Ransomware strikes again
Another small Calgary business was also hit recently with ransomware.
In November, the owner of the Noir Lash Lounge in Mission had her personal laptop infected after she opened an email attachment that she thought was a resume.
"I was rushing, which was my own stupidity," said Cheryl Mix. "I really just should have taken a minute, and slowed down."
After consulting with an IT expert, Mix decided not to pay the hacker a ransom.
"He said he could remove the virus and then have it usable again but.… It's never going to be 100 per cent. So I just ended up buying a new laptop."

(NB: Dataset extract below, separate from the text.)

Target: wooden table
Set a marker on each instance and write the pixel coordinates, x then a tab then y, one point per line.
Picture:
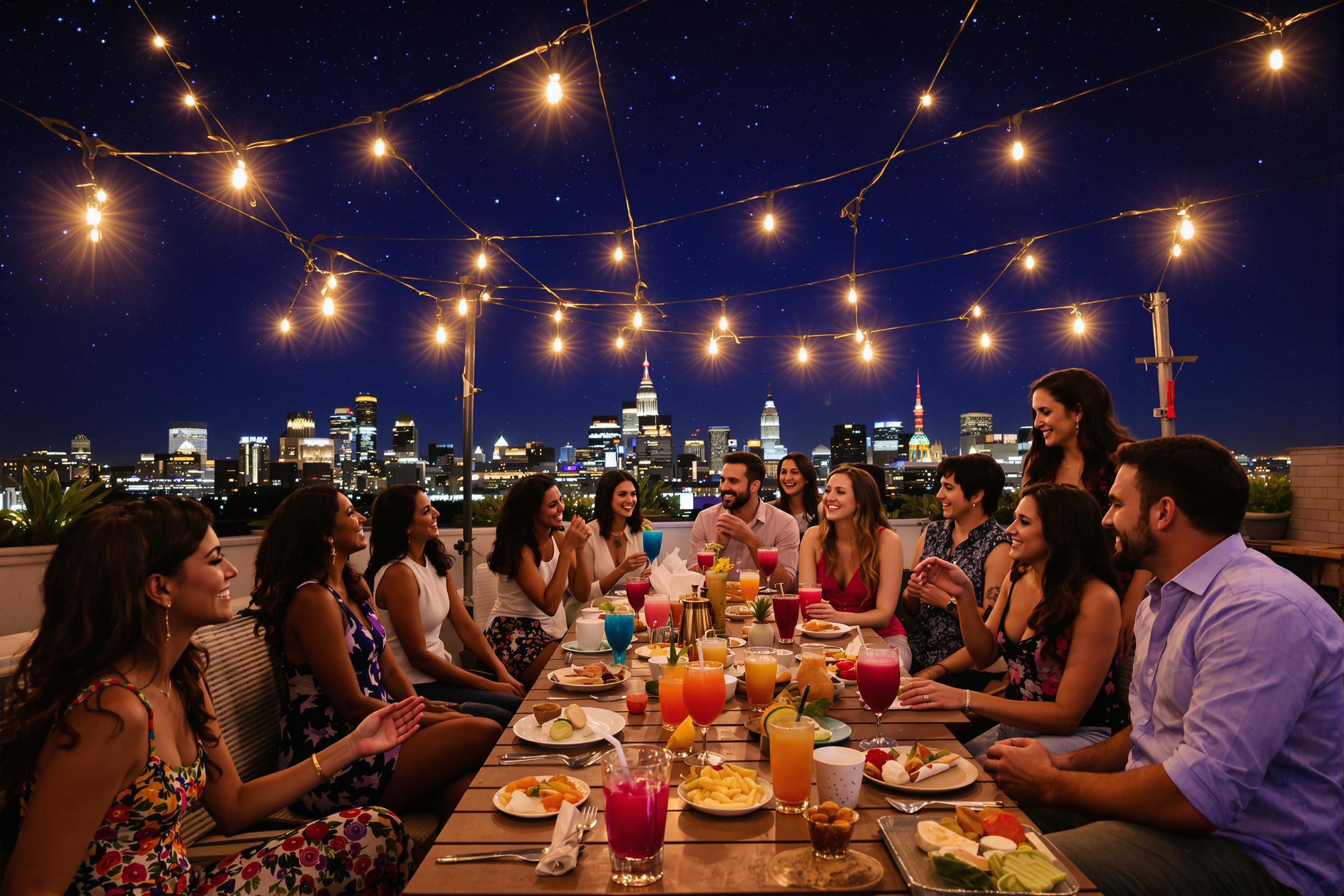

While she did lose some documents and photos, Mix says luckily, the ransomware had not got to her most important files stored on her work computer.
'Pay and move on'
"Some of these ransomware programs are using extremely good encryption software," said Polsky.
So good, they can get through antivirus software — especially if you're not updating it daily, said Polsky.
While she says backing up your computer is "essential," it's not always cheaper to remove the virus and reinstall your files.
"It would take way too much time and money and resources to try to undo it yourself. You just pay it and move on."
While most companies have IT departments to stamp out these fires, Polsky says employees are not usually well trained.
She says it's important that companies educate their staff on how to spot fake emails because, often, that's how ransomware weasels its way into databases.
Along with that, teach staff how to identify what is a questionable website.
"Being a little bit suspicious is a healthy thing sometimes," said Polsky.